Gregory entered the 2021 season as a starting defensive end for the Cowboys. He went on to play in seven games, racking up 5 sacks (tied for team lead with fellow LB Micah Parsons), 10 combined tackles, 3 tackles for loss/"stuffs," 12 quarterback hits, 20 quarterback pressures (led team), 2 forced fumbles and one un-related fumble recovery. However, he suffered a calf injury during practice before Week 10 and was placed on injured reserve on November 11, being expected to miss three games. His current teammates were thought to fill in his spot, while the staff reported they were not looking for free agents. He was activated on December 11. On December 12, against the Washington Football Team, he recorded a sack, a forced fumble, and his first career interception, on a pass that he both deflected at the line and caught, returning it for 12 yards. He finished the 2021 season with six sacks, 19 total tackles, one interception, one pass defended, and three forced fumbles, playing in 12 games with 11 starts.

===Denver Broncos===

====2022====
During free agency, on March 15, 2022, it was reported that Gregory had signed a five-year contract extension with the Cowboys. However, there was a disagreement in the contract language that allowed the Cowboys to claim any bonuses if a player is fined or suspended. This led Gregory to leave Dallas and sign a five-year, $70 million contract with the Denver Broncos on March 18.

He suffered a knee injury in the fourth quarter of their Week 4 game against the Las Vegas Raiders, and was placed on injured reserve on October 4. He was eligible to return in their game against the Tennessee Titans in Week 10. However, he was activated on December 17, for their Week 15 game against the Arizona Cardinals. He was to be suspended for one game on December 26, following a post–game fight with Los Angeles Rams guard Oday Aboushi after Denver lost 51–14. However, his suspension was overturned a day later, being reduced to a $50,000 fine for initiating the fight. Gregory apologized for his actions. He finished the season with two sacks, 12 tackles, and two forced fumbles through six games.

====2023====
In his ten games with the Broncos, Gregory recorded a total of three sacks. For their Week 4 game of the 2023 season against the Bears, the Broncos decided not to start him for the first time that season. Following their win over the Bears, the Broncos' new head coach, Sean Payton, had noticed that his younger teammates, linebackers Nik Bonitto (2.5 sacks and a forced fumble in Week 4) and Jonathon Cooper (returned Bonitto's forced fumble for a touchdown in the Week 4 game), had been playing more effectively than Gregory as of late, prompting the team to part ways with him.

===San Francisco 49ers===
On October 6, 2023, despite initial reports that the Broncos intended to release him, Denver traded Gregory to the San Francisco 49ers, along with their 2024 NFL draft seventh-round pick, in exchange for a 2024 sixth-round pick. Gregory played in Super Bowl LVIII, a 25–22 overtime loss to the Chiefs.

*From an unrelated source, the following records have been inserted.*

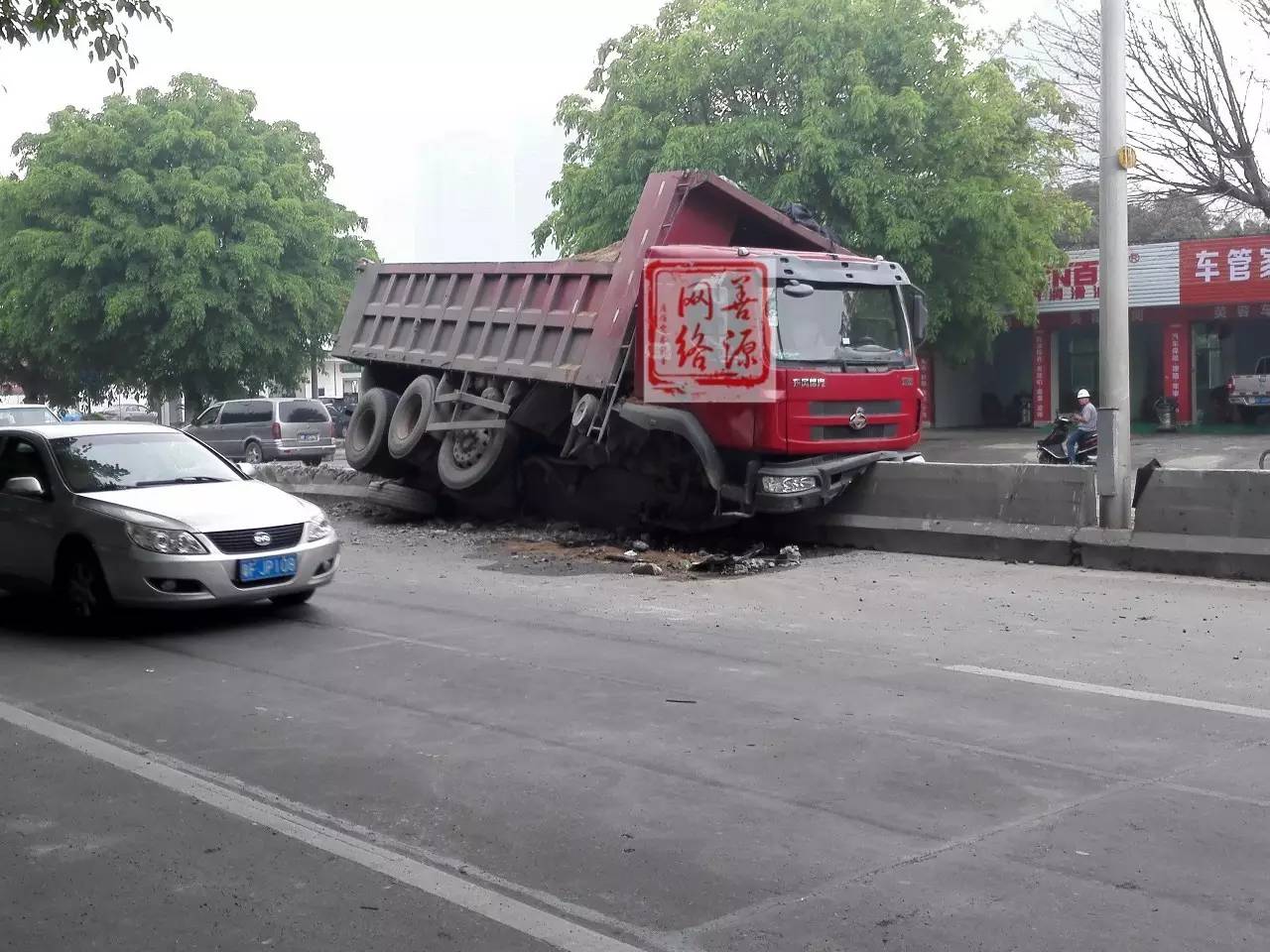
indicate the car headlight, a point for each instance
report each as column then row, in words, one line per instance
column 789, row 484
column 318, row 529
column 166, row 540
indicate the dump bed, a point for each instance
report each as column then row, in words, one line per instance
column 563, row 321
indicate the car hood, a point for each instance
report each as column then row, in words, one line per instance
column 208, row 507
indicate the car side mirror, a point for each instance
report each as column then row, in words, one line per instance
column 27, row 486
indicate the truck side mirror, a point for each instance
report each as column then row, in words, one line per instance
column 921, row 317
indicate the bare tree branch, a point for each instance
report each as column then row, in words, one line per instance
column 1194, row 114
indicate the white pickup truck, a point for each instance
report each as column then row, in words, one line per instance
column 1250, row 393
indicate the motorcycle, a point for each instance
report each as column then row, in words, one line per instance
column 1053, row 449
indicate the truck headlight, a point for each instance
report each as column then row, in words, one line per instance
column 783, row 485
column 318, row 529
column 164, row 540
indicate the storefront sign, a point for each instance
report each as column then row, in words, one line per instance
column 1225, row 271
column 1040, row 375
column 1178, row 367
column 926, row 379
column 708, row 338
column 1153, row 280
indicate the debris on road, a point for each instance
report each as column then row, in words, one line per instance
column 748, row 561
column 529, row 546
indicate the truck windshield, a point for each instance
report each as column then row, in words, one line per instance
column 841, row 324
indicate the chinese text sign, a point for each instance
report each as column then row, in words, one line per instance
column 1225, row 271
column 707, row 335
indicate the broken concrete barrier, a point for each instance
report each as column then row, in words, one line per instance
column 1192, row 522
column 978, row 511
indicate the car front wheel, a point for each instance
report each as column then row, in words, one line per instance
column 81, row 588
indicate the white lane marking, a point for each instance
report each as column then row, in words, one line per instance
column 458, row 890
column 1083, row 687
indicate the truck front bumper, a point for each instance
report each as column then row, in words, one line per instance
column 812, row 483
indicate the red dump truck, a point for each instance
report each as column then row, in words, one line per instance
column 724, row 358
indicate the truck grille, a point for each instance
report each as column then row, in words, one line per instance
column 874, row 430
column 844, row 408
column 243, row 540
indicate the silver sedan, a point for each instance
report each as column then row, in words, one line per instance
column 107, row 515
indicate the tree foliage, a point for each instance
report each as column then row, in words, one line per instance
column 873, row 112
column 171, row 243
column 102, row 23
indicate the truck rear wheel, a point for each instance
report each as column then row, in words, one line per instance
column 477, row 457
column 408, row 430
column 366, row 445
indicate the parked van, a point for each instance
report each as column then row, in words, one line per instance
column 264, row 429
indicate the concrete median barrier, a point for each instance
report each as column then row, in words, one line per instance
column 1192, row 522
column 978, row 511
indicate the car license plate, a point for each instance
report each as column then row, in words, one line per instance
column 267, row 567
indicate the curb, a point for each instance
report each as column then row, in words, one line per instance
column 331, row 483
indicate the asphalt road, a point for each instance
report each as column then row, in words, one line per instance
column 453, row 751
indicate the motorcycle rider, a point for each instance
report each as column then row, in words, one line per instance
column 1087, row 426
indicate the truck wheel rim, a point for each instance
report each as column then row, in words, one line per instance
column 470, row 445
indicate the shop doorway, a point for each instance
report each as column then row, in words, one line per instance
column 1078, row 366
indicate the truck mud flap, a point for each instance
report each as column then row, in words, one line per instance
column 668, row 419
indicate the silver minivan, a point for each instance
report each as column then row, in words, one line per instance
column 263, row 429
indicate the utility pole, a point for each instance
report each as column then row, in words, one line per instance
column 1114, row 162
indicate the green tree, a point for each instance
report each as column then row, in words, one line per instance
column 102, row 23
column 876, row 113
column 173, row 244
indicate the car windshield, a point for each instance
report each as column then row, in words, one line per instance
column 26, row 416
column 835, row 324
column 117, row 461
column 303, row 412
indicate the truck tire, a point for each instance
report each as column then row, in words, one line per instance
column 408, row 430
column 366, row 447
column 470, row 460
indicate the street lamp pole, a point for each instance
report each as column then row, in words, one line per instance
column 1115, row 160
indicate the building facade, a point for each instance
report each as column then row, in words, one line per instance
column 1199, row 312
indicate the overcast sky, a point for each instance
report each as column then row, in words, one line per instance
column 437, row 118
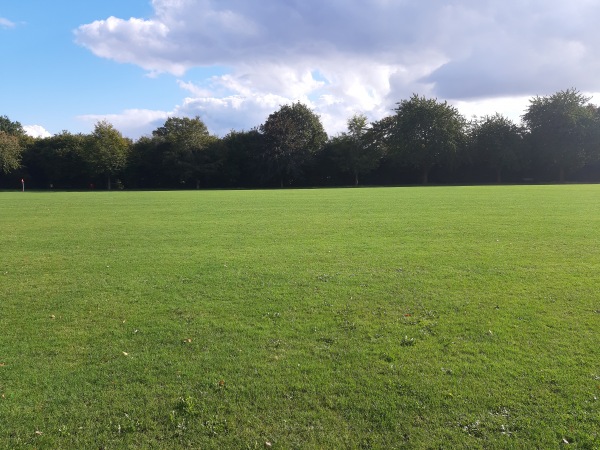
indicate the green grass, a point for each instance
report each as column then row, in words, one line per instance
column 351, row 318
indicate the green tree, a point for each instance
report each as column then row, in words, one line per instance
column 107, row 151
column 12, row 136
column 10, row 152
column 292, row 137
column 9, row 127
column 190, row 152
column 354, row 152
column 497, row 143
column 58, row 160
column 563, row 130
column 426, row 133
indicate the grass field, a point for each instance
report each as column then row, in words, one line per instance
column 454, row 317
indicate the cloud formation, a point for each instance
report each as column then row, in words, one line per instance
column 5, row 23
column 343, row 57
column 36, row 131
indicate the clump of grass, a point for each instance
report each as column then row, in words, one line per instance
column 422, row 318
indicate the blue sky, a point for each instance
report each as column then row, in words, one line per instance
column 67, row 64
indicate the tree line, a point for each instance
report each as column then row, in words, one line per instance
column 424, row 140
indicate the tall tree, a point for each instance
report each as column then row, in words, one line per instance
column 11, row 144
column 353, row 152
column 563, row 130
column 59, row 160
column 10, row 152
column 10, row 127
column 292, row 136
column 189, row 151
column 497, row 143
column 427, row 133
column 108, row 151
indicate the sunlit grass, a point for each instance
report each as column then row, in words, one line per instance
column 351, row 318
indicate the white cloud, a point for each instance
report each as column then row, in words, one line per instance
column 132, row 122
column 36, row 131
column 342, row 57
column 5, row 23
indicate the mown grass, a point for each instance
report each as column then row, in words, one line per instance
column 351, row 318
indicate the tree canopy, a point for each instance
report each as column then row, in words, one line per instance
column 421, row 138
column 107, row 151
column 563, row 130
column 292, row 135
column 426, row 132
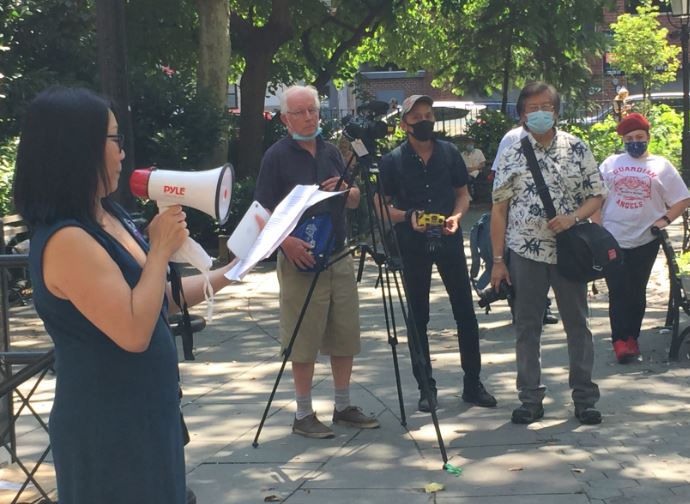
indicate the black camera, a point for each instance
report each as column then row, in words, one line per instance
column 365, row 126
column 489, row 295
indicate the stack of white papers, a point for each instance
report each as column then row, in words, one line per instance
column 279, row 226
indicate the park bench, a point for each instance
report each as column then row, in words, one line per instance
column 14, row 239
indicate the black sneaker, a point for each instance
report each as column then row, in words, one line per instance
column 549, row 317
column 587, row 415
column 527, row 413
column 424, row 405
column 477, row 395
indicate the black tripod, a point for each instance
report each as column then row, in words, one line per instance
column 388, row 266
column 389, row 263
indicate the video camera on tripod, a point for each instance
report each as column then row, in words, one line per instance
column 367, row 125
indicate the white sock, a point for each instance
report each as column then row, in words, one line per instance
column 342, row 399
column 304, row 407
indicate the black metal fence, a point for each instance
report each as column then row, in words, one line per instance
column 19, row 371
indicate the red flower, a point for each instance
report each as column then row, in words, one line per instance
column 167, row 70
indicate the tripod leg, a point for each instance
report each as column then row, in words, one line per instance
column 418, row 361
column 286, row 356
column 389, row 315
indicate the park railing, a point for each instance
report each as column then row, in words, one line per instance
column 19, row 371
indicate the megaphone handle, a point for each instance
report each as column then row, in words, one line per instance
column 190, row 252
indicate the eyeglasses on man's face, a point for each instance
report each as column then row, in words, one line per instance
column 312, row 111
column 119, row 139
column 544, row 107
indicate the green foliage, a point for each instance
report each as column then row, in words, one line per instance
column 488, row 130
column 576, row 130
column 323, row 44
column 665, row 132
column 603, row 139
column 43, row 43
column 483, row 45
column 641, row 48
column 8, row 155
column 175, row 125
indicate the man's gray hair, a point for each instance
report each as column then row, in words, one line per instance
column 298, row 89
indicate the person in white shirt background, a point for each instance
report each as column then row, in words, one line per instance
column 644, row 190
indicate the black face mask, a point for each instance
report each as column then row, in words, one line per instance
column 422, row 130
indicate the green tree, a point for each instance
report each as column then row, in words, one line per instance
column 279, row 42
column 489, row 46
column 641, row 49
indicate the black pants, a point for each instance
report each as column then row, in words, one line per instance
column 627, row 283
column 452, row 266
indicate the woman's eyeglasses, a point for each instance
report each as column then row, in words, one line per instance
column 119, row 139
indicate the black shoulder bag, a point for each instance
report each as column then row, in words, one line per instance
column 584, row 251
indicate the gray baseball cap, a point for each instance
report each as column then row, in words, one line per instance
column 412, row 100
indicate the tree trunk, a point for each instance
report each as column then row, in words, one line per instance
column 252, row 123
column 507, row 62
column 214, row 59
column 112, row 63
column 259, row 44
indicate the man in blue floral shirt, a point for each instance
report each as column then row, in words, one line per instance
column 519, row 226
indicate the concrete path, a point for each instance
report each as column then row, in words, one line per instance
column 639, row 454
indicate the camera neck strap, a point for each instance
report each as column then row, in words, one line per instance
column 534, row 169
column 397, row 155
column 181, row 301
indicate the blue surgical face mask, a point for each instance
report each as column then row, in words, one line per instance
column 306, row 138
column 539, row 121
column 636, row 149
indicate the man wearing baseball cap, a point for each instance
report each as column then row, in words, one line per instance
column 425, row 175
column 645, row 190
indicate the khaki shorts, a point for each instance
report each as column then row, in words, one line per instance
column 331, row 322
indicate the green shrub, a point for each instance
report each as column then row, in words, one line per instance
column 488, row 130
column 603, row 139
column 666, row 133
column 175, row 126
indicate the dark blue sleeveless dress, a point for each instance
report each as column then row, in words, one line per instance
column 115, row 426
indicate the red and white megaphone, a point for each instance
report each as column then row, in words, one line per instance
column 209, row 191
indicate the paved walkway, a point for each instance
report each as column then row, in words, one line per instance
column 639, row 454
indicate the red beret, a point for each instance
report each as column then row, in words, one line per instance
column 632, row 122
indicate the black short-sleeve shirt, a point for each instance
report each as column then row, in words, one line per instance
column 285, row 165
column 429, row 187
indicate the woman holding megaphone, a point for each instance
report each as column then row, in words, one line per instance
column 102, row 293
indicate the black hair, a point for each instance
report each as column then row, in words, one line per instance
column 535, row 88
column 61, row 156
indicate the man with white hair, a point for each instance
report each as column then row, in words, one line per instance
column 331, row 322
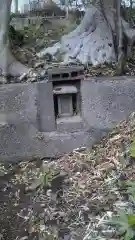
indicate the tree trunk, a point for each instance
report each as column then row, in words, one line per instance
column 8, row 64
column 93, row 40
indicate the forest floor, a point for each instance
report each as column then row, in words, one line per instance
column 35, row 38
column 71, row 197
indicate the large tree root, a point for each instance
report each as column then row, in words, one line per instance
column 8, row 64
column 92, row 41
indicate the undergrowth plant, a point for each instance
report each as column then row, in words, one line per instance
column 124, row 222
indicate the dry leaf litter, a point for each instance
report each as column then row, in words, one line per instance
column 77, row 195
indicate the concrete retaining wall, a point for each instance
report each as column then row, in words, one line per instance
column 27, row 123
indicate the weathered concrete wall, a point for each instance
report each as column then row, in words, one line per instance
column 26, row 109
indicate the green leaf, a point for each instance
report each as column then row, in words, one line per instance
column 132, row 149
column 129, row 234
column 131, row 219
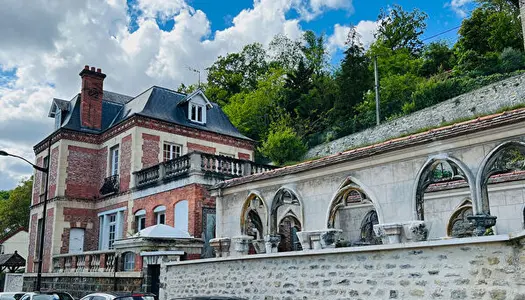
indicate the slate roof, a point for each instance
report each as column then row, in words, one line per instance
column 156, row 102
column 458, row 129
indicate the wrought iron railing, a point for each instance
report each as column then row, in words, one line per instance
column 223, row 167
column 111, row 185
column 92, row 261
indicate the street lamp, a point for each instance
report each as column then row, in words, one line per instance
column 45, row 170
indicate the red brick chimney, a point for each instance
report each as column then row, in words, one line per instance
column 91, row 97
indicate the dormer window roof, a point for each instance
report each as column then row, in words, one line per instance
column 198, row 104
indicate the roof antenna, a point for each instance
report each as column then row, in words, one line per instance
column 196, row 71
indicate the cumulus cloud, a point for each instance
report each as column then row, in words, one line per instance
column 459, row 7
column 365, row 29
column 45, row 43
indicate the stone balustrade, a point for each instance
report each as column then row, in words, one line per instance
column 90, row 261
column 220, row 166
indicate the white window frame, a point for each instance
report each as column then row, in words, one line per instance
column 129, row 261
column 114, row 160
column 160, row 214
column 139, row 217
column 104, row 240
column 193, row 113
column 173, row 151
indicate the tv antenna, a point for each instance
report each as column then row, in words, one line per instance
column 198, row 72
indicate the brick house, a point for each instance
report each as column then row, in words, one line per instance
column 119, row 164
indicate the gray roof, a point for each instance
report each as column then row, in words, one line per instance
column 156, row 102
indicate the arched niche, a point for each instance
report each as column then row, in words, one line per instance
column 507, row 157
column 285, row 202
column 288, row 227
column 459, row 225
column 254, row 217
column 439, row 169
column 353, row 211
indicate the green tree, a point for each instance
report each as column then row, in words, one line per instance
column 437, row 57
column 399, row 29
column 14, row 212
column 283, row 144
column 236, row 72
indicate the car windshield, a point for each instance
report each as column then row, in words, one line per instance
column 54, row 296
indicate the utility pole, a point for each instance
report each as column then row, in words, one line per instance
column 376, row 75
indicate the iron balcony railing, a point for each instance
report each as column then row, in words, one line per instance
column 223, row 167
column 110, row 186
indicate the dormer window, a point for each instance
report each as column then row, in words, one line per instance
column 197, row 113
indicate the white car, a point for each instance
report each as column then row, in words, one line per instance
column 48, row 295
column 119, row 296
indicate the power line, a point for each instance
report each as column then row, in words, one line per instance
column 438, row 34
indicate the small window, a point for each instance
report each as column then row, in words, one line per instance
column 114, row 160
column 58, row 118
column 140, row 220
column 43, row 176
column 171, row 151
column 129, row 261
column 160, row 214
column 197, row 113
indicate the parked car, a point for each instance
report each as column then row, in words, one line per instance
column 11, row 295
column 47, row 295
column 209, row 298
column 119, row 296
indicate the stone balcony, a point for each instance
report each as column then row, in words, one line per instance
column 212, row 168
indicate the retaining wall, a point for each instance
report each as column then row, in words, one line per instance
column 472, row 268
column 486, row 100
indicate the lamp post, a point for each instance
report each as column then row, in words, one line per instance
column 44, row 170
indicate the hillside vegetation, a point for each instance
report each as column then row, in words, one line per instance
column 288, row 97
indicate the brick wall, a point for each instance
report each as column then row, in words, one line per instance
column 32, row 242
column 201, row 148
column 53, row 173
column 428, row 270
column 86, row 170
column 81, row 218
column 150, row 150
column 125, row 163
column 197, row 197
column 36, row 182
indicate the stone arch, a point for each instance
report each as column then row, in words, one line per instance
column 350, row 183
column 425, row 177
column 494, row 163
column 458, row 224
column 254, row 215
column 288, row 198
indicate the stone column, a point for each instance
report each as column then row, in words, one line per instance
column 389, row 233
column 241, row 244
column 272, row 243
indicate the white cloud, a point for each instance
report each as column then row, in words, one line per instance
column 365, row 29
column 459, row 7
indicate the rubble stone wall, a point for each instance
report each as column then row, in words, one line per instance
column 472, row 268
column 486, row 100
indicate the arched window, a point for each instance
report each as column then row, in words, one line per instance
column 140, row 220
column 459, row 226
column 129, row 261
column 160, row 214
column 181, row 215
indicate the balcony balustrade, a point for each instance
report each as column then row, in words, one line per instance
column 92, row 261
column 223, row 167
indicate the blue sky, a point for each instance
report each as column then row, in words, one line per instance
column 140, row 43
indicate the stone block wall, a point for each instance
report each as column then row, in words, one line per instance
column 472, row 268
column 79, row 286
column 489, row 99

===Tampa Bay Buccaneers===
On April 3, 2024, Gregory signed with the Tampa Bay Buccaneers for a one-year contract. However, he did not show up for Organized Team Activities (OTAs) or the mandatory June minicamp. He started accumulating fines when he did not show up for training camp. On August 18, the Buccaneers reached an agreement to release him with no pay.

==NFL career statistics==

Legend
| Bold | Career high |

| Year | Team | Games |  | Tackles |  |  |  | Interceptions |  |  |  |  |  | Fumbles |  |
| GP | GS | Cmb | Solo | Ast | Sck | Int | Yds | Avg | Lng | TD | PD | FF | FR |
| 2015 | DAL | 12 | 0 | 11 | 7 | 4 | 0.0 | 0 | 0 | 0.0 | 0 | 0 | 0 | 0 | 0 |
| 2016 | DAL | 2 | 0 | 9 | 8 | 1 | 1.0 | 0 | 0 | 0.0 | 0 | 0 | 0 | 0 | 0 |
| 2018 | DAL | 14 | 1 | 25 | 19 | 6 | 6.0 | 0 | 0 | 0.0 | 0 | 0 | 0 | 2 | 1 |
| 2020 | DAL | 10 | 0 | 21 | 15 | 6 | 3.5 | 0 | 0 | 0.0 | 0 | 0 | 1 | 3 | 0 |
| 2021 | DAL | 12 | 11 | 19 | 15 | 4 | 6.0 | 1 | 12 | 12.0 | 12 | 0 | 1 | 3 | 1 |
| 2022 | DEN | 6 | 3 | 12 | 7 | 5 | 2.0 | 0 | 0 | 0.0 | 0 | 0 | 0 | 2 | 0 |
| 2023 | DEN | 4 | 3 | 9 | 4 | 5 | 1.0 | 0 | 0 | 0.0 | 0 | 0 | 1 | 0 | 0 |
| SF | 1 | 0 | 3 | 3 | 0 | 1.0 | 0 | 0 | 0.0 | 0 | 0 | 0 | 0 | 0 |
| Career |  | 61 | 18 | 109 | 78 | 31 | 20.5 | 1 | 12 | 12.0 | 12 | 0 | 3 | 10 | 2 |

==Personal life==
Gregory has a daughter, Sophia, born in fall 2016 and a son, Roman in 2019.